Friday, July 07, 2006

Medicus

A very kind friend of mine has lent me her proof copy of Ruth Downie's debut novel Medicus and the Disappearing Dancing girls. Set in Britain in 117AD, it's billed as a detective story (The First Ruso and Tilla Investigation), but the focus is very much on setting the scene, so that there's lots of human interplay and detail. It also has a wry sense of humour, and is very much a page-turner.

I wonder, if like Simon Scarrow, Downie was encouraged to make it a detective story, because crimes sell (apparently). But never mind. The chapters are short and punchy. The dialogue is easy on the soul (no trying to make it picaresque, hurrah). There is a good sense of difference (religion, different peoples) and familarity - the way people behave, but also admin-heavy parallels are drawn with the NHS, for example. No material culture gaffs either, or anything else that offendeth mine archaeological sensibilities. I could just settle in and read without getting tripped up. Strangely, the very distinctive opening lines from Downie's original short story from which this was developed, have been changed. It was surely what caught an agent's and/or publisher's eye initially. I really enjoyed this novel, and would definitely recommend it, and will read the sequels.

PS An excerpt can be read here.

9 Comments:

At 9:05 pm BST, Blogger Sarah Cuthbertson said...

"I wonder, if like Simon Scarrow, Downie was encouraged to make it a detective story, because crimes sell (apparently)."

Good question, Alex. The original chapters won the very first HNS Solander writing competition way back in 1997, which was for a romantic historical novel (and judged by Elizabeth Chadwick) way back in 1997. I've been wondering if Ruth Downie was encouraged to make it a detective story to compete with Lindsey Davis (or jump into the gap she left whilst taking time out from her annual Falco novels). If so, does this mean publishers perceive that historical crime sells better than historical romance? Hmm. Am I bovvered? Are you bovvered?

 
At 10:06 pm BST, Blogger Stephen said...

Last year Lindsey Davis told the Romantic Novelists' Association that she felt that the Falco books were fundamentally romantic, a sentiment with which I fully agree.

I'm not sure whether crime does sell better than romance (which, broadly defined, accounts for about 25% of UK fiction sales) but I suspect that it has a sharper profile. Bookshops tend to have crime sections, and not either romance or historical sections. Perhaps the publishers of Davis, Scarrow and Downie feel that there is something to be gained from their books coming out of the main shelving, and into the smaller crime corner.

Incidentally, the Crime Writers' Association are on Uni Challenge next week...

 
At 12:43 am BST, Blogger Gabriele C. said...

There are no historical sections ins UK booskstores? I know they don't have them in the US but I thought the genre was popular enough in the UK to get its own shelves. Here in Germany, they pretty much rival the Fantasy/SciFi ones and if not for Robert Jordan, the hist fic shelves would be the larger ones. ;)

 
At 8:11 am BST, Blogger Alex Bordessa said...

No historical sections in the UK (that I know of)- you have to know already who you're looking for, or just be up for a good browse. They are either in the main stream section, with all the other fiction, or sometimes in the Sci-Fi/Fantasy section. For example, Bernard Cornwell, Simon Scarrow, Elizabeth Chadwick can be found with contemporary stuff, whereas Helen Hollick and Jack Whyte are in the Sci-Fi Fantasy section. Oh, and Borders has a Romance section, so sometimes one can find stuff there too. And then of course there's the aforementioned crime section to check out. HF fans in the UK have to be very on the ball.

Soc Antiqs were on Univ Challenge last night. They were up against the Bodleian. Haven't seen it yet, but my money is on the librarians ...

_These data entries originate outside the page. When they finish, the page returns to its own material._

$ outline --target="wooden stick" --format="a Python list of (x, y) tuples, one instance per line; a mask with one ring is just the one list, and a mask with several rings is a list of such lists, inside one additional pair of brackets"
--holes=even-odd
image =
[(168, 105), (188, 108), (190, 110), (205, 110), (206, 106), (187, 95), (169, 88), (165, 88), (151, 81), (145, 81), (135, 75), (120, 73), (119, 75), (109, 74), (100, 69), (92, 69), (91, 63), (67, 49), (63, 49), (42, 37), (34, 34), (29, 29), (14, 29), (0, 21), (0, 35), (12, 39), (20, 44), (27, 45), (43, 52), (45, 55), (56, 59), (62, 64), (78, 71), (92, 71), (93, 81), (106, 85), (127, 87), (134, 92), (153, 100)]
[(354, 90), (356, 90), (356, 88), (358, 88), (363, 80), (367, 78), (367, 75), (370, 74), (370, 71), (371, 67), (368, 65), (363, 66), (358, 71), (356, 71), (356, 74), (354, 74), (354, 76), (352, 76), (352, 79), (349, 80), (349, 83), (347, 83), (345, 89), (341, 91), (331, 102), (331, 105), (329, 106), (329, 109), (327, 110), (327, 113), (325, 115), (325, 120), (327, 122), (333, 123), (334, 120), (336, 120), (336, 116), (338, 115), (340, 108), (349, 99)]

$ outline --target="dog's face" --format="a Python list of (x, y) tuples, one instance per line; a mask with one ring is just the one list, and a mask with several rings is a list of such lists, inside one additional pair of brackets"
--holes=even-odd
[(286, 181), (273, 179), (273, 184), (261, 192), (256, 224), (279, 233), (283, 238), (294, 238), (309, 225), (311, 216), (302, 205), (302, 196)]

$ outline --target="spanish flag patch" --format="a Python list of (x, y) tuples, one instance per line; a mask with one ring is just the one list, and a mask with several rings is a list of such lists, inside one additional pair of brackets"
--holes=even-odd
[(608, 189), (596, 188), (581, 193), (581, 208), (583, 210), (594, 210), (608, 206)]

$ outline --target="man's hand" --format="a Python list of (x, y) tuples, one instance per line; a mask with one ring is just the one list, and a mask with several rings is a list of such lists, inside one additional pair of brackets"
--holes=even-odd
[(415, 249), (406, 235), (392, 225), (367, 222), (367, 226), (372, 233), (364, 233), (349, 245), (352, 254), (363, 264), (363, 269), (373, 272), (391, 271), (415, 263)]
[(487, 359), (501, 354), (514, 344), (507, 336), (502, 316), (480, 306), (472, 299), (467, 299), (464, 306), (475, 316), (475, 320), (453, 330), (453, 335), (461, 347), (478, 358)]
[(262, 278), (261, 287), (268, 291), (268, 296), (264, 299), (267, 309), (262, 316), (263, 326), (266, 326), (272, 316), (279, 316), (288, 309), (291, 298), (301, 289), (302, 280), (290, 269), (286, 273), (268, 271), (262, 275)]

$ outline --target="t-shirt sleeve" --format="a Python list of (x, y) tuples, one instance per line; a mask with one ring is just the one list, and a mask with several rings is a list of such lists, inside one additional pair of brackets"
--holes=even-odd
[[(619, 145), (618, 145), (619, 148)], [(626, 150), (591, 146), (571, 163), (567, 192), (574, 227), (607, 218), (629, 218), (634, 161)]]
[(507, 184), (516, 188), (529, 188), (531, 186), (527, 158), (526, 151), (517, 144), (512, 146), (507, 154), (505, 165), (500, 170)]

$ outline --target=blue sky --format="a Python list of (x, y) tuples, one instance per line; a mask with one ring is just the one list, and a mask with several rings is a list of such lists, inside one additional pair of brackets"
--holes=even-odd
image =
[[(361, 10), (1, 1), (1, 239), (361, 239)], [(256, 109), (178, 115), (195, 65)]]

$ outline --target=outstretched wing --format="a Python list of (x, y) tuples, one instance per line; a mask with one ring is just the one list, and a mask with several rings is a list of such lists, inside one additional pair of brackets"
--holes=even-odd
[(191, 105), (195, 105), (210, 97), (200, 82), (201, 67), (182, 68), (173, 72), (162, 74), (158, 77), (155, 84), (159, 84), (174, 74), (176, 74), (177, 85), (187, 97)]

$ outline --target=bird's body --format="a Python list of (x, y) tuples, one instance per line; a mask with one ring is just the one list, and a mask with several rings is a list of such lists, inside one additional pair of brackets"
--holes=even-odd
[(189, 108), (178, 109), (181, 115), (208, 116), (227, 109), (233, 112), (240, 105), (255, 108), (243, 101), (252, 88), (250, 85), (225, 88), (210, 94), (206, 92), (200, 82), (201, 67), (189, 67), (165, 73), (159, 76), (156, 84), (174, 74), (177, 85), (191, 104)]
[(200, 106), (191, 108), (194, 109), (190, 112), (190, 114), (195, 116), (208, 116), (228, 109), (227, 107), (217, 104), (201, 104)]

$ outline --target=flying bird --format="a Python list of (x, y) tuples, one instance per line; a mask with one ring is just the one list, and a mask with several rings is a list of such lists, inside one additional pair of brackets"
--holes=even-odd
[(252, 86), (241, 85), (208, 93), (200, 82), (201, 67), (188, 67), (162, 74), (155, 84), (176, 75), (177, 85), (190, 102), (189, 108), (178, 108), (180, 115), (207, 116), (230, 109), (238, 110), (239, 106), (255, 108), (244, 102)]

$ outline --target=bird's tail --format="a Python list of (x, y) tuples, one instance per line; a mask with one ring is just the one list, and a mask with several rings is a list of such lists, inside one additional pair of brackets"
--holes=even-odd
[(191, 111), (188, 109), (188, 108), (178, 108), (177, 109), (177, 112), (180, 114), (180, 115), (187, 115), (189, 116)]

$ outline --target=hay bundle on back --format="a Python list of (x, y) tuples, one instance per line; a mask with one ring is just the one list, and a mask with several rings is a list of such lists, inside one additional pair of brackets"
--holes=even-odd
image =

Will answer Sarah's query later.

 
At 3:37 pm BST, Blogger Sarah said...

Same's true for the US, incidentally, Alex. They put Hollick and Whyte in the SF/F section, even though as far as I know, the fantasy content in both is minimal or nonexistent (haven't read much Whyte).

Must brush up on my German. I need more good HF to read :)

 
At 4:46 pm BST, Blogger Carla said...

I think there may be a tendency to assume that all Arthurian stories = fantasy. So many Arthur novels feature druids and mystic priestesses that you can see their point:-) So our local library shelves Helen Hollick's Arthur trilogy as SFF but puts 'Harold' and 'Hollow Crown' in HF, presumably because their subject isn't Arthur.

 
At 5:48 pm BST, Blogger Alex Bordessa said...

To be honest, Jack Whyte's book *should* be in the fantasy section, as I'm afraid his settings don't tally with the archaeology (to say the least), but Helen Hollick's Arthur books should be a ringer for at least the same place as Cornwell, Chadwick, et al. Ah, I'm confused ;-)

 
At 9:45 pm BST, Blogger Kate Allan said...

Looks interesting. I'm glad they are still publishing new "Roman" authors as someone told me the market was saturated so obviously this is not the case.